当今世界生活在信息和数据的时代。因此,收集它们并将其保存在数据库中以执行一组进程并获得必要的详细信息变得至关重要。在这些过程中会出现空值问题,它会严重影响分析和预测等过程的行为,并给出不准确的结果。在这个问题上,作者决定利用随机森林技术,通过修改它来计算来自加州大学欧文分校(UCL)机器学习存储库的数据集的空值。该场景的数据库包括连接主义工作台、网络钓鱼网站、乳腺癌、电离层和COVID-19。改进后的随机森林算法是基于三件事和三个数的空值。所选择的样本是建立在所提出的少冗余引导上的。每棵树都有不同的特征,这取决于混合特征选择。最终的效果是基于分级投票来考虑的。该场景发现,改进后的随机森林算法比传统算法执行更合适的准确率结果,因为它依赖于四个参数,并且在输入null值时获得了足够的准确率,在同一行数据集中分别增加了一个、两个和三个null值的9.5%、6.5%和5.25%。
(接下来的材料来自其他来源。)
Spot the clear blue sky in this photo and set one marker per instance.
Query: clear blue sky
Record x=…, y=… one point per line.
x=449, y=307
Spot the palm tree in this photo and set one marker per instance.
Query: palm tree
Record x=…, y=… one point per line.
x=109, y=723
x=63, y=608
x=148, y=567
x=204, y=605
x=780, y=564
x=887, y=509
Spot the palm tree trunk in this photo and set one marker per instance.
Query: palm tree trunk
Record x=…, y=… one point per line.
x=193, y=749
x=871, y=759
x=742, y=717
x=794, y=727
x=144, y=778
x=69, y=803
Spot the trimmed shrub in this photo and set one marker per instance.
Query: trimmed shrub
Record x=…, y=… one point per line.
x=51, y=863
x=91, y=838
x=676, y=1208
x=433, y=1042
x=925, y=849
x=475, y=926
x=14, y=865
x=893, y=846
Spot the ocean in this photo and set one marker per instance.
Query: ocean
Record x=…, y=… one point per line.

本文章由计算机程序翻译,如有差异,请以英文原文为准。
查看原文
分享 分享
微信好友 朋友圈 QQ好友 复制链接
本刊更多论文
Null-values imputation using different modification random forest algorithm
Today, the world lives in the era of information and data. Therefore, it has become vital to collect and keep them in a database to perform a set of processes and obtain essential details. The null value problem will appear through these processes, which significantly influences the behaviour of processes such as analysis and prediction and gives inaccurate outcomes. In this concern, the authors decide to utilise the random forest technique by modifying it to calculate the null values from datasets got from the University of California Irvine (UCL) machine learning repository. The database of this scenario consists of connectionist bench, phishing websites, breast cancer, ionosphere, and COVID-19. The modified random forest algorithm is based on three matters and three number of null values. The samples chosen are founded on the proposed less redundancy bootstrap. Each tree has distinctive features depending on hybrid features selection. The final effect is considered based on ranked voting for classification. This scenario found that the modified random forest algorithm executed more suitable accuracy results than the traditional algorithm as it relied on four parameters and got sufficient accuracy in imputing the null value, which is grown by 9.5%, 6.5%, and 5.25% of one, two and three null values in the same row of datasets, respectively.
求助全文
通过发布文献求助,成功后即可免费获取论文全文。 去求助
来源期刊
IAES International Journal of Artificial Intelligence
IAES International Journal of Artificial Intelligence Decision Sciences-Information Systems and Management
CiteScore
3.90
自引率
0.00%
发文量
170
期刊最新文献
Traffic light counter detection comparison using you only look oncev3 and you only look oncev5 for version 3 and 5 Eligibility of village fund direct cash assistance recipients using artificial neural network Reducing the time needed to solve a traveling salesman problem by clustering with a Hierarchy-based algorithm Glove based wearable devices for sign language-GloSign Hybrid travel time estimation model for public transit buses using limited datasets
×
引用
GB/T 7714-2015
复制
MLA
复制
APA
复制
导出至
BibTeX EndNote RefMan NoteFirst NoteExpress
×
×
提示
您的信息不完整,为了账户安全,请先补充。
现在去补充
×
提示
您因"违规操作"
具体请查看互助需知
我知道了
×
提示
现在去查看 取消
×
提示
确定
0
微信
客服QQ
Book学术公众号 扫码关注我们
反馈
×
意见反馈
请填写您的意见或建议
请填写您的手机或邮箱
已复制链接
已复制链接
快去分享给好友吧!
我知道了
×
扫码分享
扫码分享
Book学术官方微信
Book学术文献互助
Book学术文献互助群
群 号:481959085
Book学术
文献互助 智能选刊 最新文献 互助须知 联系我们:info@booksci.cn
Book学术提供免费学术资源搜索服务,方便国内外学者检索中英文文献。致力于提供最便捷和优质的服务体验。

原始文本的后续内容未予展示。